While living with HIV can be stressful for all ages, ageing with HIV can introduce challenges to mental health and quality of life. When compared to their peers, older people living with HIV are disadvantaged in a wide range of ways – from poorer health, to social care and financial security. We’ve found that older people fear that social care services will be prejudiced about their HIV diagnosis. One man shared that he feared hugely going into a home – the attitudes towards HIV that he might find, and ignorance from the staff. This fear is rooted in many people’s historic and continued experience of HIV-related discrimination.  

Often considered to be a lower risk group than gay men, women are sometimes forgotten in HIV discourse and yet women are stigmatised as much as any other with HIV. Women living with the condition face a unique stigma. Some are mothers and have been accused of being “irresponsible” and “putting children at risk”.

For the record, taking antiretroviral medication (ART) lowers the amount of virus in your blood to “undetectable” levels. When the level of HIV in your blood is so low that it can’t be picked-up in tests it is undetectable. This means there is an extremely low risk of passing on HIV.

Because of ART, undetectable women have a very low risk of passing on HIV to their babies. New-borns are given their own short course of ART to further reduce their risk of developing HIV, and undergo a series of tests during the first 18 months of life.

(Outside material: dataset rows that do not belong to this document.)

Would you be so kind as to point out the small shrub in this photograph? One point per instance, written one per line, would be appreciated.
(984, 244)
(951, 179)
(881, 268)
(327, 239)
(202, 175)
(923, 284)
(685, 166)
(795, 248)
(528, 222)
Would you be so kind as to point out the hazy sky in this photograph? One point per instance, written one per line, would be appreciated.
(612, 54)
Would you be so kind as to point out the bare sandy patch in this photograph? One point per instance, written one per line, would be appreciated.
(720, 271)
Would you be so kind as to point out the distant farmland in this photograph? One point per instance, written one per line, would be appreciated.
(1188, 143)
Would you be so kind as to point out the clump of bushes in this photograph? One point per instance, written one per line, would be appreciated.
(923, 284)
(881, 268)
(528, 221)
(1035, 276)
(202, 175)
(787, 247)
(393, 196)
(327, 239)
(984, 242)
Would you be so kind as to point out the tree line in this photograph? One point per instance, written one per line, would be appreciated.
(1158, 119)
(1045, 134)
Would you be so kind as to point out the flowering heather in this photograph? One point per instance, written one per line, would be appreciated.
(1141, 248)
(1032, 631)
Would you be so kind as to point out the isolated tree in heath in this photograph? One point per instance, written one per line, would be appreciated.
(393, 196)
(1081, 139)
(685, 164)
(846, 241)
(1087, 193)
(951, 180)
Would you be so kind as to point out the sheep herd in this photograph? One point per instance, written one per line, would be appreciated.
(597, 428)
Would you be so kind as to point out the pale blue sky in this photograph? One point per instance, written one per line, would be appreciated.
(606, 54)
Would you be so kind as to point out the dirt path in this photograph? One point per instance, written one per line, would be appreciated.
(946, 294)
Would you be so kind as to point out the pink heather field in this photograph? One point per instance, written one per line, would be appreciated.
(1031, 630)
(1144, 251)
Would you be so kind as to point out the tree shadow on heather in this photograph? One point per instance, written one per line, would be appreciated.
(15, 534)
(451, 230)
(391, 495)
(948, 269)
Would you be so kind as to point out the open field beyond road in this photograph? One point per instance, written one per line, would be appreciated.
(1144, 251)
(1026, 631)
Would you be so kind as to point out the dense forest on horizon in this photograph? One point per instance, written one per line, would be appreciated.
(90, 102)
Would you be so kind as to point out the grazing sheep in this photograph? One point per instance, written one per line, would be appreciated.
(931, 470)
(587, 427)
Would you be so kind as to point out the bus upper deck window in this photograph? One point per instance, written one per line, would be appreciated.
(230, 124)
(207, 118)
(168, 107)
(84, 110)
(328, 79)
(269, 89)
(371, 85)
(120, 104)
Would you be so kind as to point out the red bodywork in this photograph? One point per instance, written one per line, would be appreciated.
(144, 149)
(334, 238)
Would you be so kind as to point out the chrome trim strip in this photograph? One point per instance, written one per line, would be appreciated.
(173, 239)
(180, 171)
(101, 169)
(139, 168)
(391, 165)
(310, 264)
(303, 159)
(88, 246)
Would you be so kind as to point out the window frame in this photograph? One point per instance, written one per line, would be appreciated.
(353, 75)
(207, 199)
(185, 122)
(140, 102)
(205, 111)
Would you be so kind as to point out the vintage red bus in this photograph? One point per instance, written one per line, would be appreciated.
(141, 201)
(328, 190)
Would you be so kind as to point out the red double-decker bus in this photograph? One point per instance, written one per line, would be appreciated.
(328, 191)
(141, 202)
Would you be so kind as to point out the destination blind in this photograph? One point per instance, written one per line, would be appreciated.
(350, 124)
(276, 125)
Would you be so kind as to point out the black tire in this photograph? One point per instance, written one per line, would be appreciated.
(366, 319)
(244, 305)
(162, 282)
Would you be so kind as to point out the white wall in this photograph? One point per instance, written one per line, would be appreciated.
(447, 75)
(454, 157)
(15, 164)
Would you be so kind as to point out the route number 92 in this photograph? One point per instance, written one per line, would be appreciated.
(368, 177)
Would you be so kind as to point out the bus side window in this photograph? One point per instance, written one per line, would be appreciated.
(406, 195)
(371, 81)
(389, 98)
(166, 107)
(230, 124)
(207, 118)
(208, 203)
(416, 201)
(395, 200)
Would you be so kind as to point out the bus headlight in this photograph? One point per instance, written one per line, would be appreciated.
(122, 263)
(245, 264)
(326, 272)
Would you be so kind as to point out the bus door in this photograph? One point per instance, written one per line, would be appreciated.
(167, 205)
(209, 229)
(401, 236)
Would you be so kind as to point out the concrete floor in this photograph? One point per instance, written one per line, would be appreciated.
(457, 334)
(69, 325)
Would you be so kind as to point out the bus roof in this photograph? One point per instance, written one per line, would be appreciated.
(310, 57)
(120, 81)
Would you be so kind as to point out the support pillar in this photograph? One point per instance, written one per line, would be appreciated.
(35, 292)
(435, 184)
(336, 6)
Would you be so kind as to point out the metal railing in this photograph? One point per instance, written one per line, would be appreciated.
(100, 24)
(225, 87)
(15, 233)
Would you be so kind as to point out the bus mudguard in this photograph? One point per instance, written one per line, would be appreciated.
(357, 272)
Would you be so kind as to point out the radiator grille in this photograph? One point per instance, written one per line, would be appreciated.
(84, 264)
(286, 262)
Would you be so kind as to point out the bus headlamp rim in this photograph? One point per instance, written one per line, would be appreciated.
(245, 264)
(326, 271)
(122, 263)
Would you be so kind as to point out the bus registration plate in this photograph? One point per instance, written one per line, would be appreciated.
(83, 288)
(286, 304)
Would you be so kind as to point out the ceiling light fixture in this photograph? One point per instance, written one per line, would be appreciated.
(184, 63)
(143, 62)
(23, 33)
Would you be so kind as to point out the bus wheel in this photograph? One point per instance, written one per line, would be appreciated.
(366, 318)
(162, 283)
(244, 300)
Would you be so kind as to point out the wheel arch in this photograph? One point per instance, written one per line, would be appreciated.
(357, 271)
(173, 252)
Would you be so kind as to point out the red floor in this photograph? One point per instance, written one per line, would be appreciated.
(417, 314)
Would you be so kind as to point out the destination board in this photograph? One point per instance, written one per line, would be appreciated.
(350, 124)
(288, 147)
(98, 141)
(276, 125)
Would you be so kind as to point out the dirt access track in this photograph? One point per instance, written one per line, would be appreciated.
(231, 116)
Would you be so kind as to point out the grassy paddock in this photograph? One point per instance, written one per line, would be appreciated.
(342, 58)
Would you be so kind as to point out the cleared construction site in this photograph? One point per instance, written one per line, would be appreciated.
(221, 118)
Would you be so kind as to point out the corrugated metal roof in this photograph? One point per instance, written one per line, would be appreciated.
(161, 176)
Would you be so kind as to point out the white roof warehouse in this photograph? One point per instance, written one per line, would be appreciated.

Many transgender people are on a difficult gender journey, which includes lots of access to GPs for onward referrals to specialists, and still they worry about HIV stigma. Some deny their HIV status in settings where possible, as they look at it as a barrier to achieving their goal. Gender specialist clinics are embedded in mental health departments, and some positive trans people worry that the stigma of diagnosis might be seen as an indicator of promiscuity, which they feel might work against their cases.

And what of stigma in the gay community? The poll mentioned earlier found that of 410 gay men living with HIV, 77 per cent experience stigma – with more than two thirds experiencing this most from within the gay community.

Those gay men who take the plunge and live openly with their status are often heckled, and sent abuse on dating apps like Grindr, even receiving messages that they shouldn’t be using it because “they’ll infect others”. It’s all too easy in the digital age for stigma to persist, and ignorance to remain faceless.

Stigma is best countered with fact. But there’s a clear lack of education amongst many – both positive and negative. Growing up with sex and relationship education lessons that only teach the reproduction cycle is not enough. Young people should be given clear and detailed information about the risks of HIV, but also how living with HIV in the UK has changed, and it is now an entirely manageable health condition.

Officially, stigma is defined as a mark of disgrace associated with a particular circumstance, quality, or person. Let’s turn that around today, and use the red ribbon to stop stigma. Let’s use it a mark of solidarity, compassion and understanding.

Let’s start a conversation about how we speak and write about HIV. Let’s stand together, today of all days against HIV stigma. Start now – join the solidarity on social media by taking a selfie with your red ribbon and #StopStigma.